On most modern systems, the easy way to get this much good randomness is
just to read however many bytes you need from /dev/urandom. (Please
don't try to make up your own random number generator. The security
world is littered with the shattered remnants of people who tried that.)
More probability and math
Now, this isn't quite the answer to the question I posed at the start, which I can rephrase as:
Starting with
Nunique session IDs out ofMpossible values, what are the odds of finding a duplicate inRadditional guesses?
The figures I gave are somewhat of a handwave about, effectively,
p(N+R, M), which is more or less the same as p(N, M) if R is
(very) small compared to N.
A friend pointed out that this is just the probability of making R
different wrong guesses, so the full expression for the probability
is:
1 - (1 - N/M) * (1 - N/(M-1)) * ... * (1 - N/(M-R))
(Update: actually the terms should run only to (M-(R-1)).)
However, computing this for large Rs is irksome (unless you have a
good symbolic math package around), and I don't know if there's a good
approximation or summation.
I think p(N+R, M) - p(N, M) might be close, although that sort of overcounts by roughly p(R, M) (since the attacker's values will be non-colliding if the attacker has any brains).
Sidebar: giving everyone on earth a randomly assigned unique ID
Let's assume that we wanted to randomly assign everyone on earth a numeric ID, and be relatively sure that there were no collisions.
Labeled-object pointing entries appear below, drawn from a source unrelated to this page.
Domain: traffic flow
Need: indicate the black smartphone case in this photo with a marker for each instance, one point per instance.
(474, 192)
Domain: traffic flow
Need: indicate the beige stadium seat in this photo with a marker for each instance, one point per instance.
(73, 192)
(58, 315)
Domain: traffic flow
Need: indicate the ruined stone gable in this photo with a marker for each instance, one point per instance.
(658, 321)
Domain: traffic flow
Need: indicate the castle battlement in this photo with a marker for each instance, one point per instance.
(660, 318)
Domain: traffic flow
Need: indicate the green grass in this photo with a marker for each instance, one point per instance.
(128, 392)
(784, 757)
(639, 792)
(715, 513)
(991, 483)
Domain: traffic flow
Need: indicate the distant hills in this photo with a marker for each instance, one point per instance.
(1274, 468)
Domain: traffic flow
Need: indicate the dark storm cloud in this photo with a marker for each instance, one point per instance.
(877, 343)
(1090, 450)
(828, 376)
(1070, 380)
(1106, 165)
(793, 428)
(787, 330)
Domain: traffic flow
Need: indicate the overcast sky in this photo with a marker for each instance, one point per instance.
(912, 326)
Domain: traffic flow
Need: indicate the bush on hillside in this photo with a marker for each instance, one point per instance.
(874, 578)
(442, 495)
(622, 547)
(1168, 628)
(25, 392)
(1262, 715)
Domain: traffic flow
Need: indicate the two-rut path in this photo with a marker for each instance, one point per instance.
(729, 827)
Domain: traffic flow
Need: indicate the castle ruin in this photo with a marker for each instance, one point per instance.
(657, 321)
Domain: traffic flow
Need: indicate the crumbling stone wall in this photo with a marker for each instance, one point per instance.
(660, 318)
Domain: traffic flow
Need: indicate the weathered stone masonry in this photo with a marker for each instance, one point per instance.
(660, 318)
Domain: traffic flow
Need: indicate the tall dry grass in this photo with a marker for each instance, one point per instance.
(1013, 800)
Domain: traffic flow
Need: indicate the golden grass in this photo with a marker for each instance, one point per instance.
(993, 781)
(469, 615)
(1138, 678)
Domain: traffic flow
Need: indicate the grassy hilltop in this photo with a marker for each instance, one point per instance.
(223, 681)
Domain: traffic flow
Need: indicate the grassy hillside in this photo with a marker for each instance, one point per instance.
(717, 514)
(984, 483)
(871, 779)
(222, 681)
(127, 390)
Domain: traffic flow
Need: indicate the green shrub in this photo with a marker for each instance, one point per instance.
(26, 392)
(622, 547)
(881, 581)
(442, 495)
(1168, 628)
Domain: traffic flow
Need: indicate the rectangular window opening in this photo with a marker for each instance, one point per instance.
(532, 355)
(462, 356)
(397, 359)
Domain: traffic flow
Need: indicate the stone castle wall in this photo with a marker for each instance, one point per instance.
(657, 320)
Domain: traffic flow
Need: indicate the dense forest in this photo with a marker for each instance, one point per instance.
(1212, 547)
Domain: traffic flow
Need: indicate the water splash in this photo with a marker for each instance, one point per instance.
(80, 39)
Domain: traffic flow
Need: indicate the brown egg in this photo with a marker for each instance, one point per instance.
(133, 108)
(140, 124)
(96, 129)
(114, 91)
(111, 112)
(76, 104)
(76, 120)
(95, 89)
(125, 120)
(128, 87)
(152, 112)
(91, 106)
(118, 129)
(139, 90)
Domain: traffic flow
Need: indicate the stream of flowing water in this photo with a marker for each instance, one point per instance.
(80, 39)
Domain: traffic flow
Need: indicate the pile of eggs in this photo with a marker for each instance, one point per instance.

How large a bit space would we need?
To have a margin for error, let's use a world population figure of ten billion.
| Bits | Collision chance |
| 64 | 93.35% |
| 72 | 1.05% |
| 80 | 0.004% |
| 88 | 0.000016% |
| 96 | 0.000000063% |
| 104 | 0.0000000002% |
| 128 | 0.000000000000000014% |
| 160 | ~ 0% |
(These figures are from bc, because python ran out of precision. MD5
hashes are 128 bits and SHA1 hashes are 160 bits.)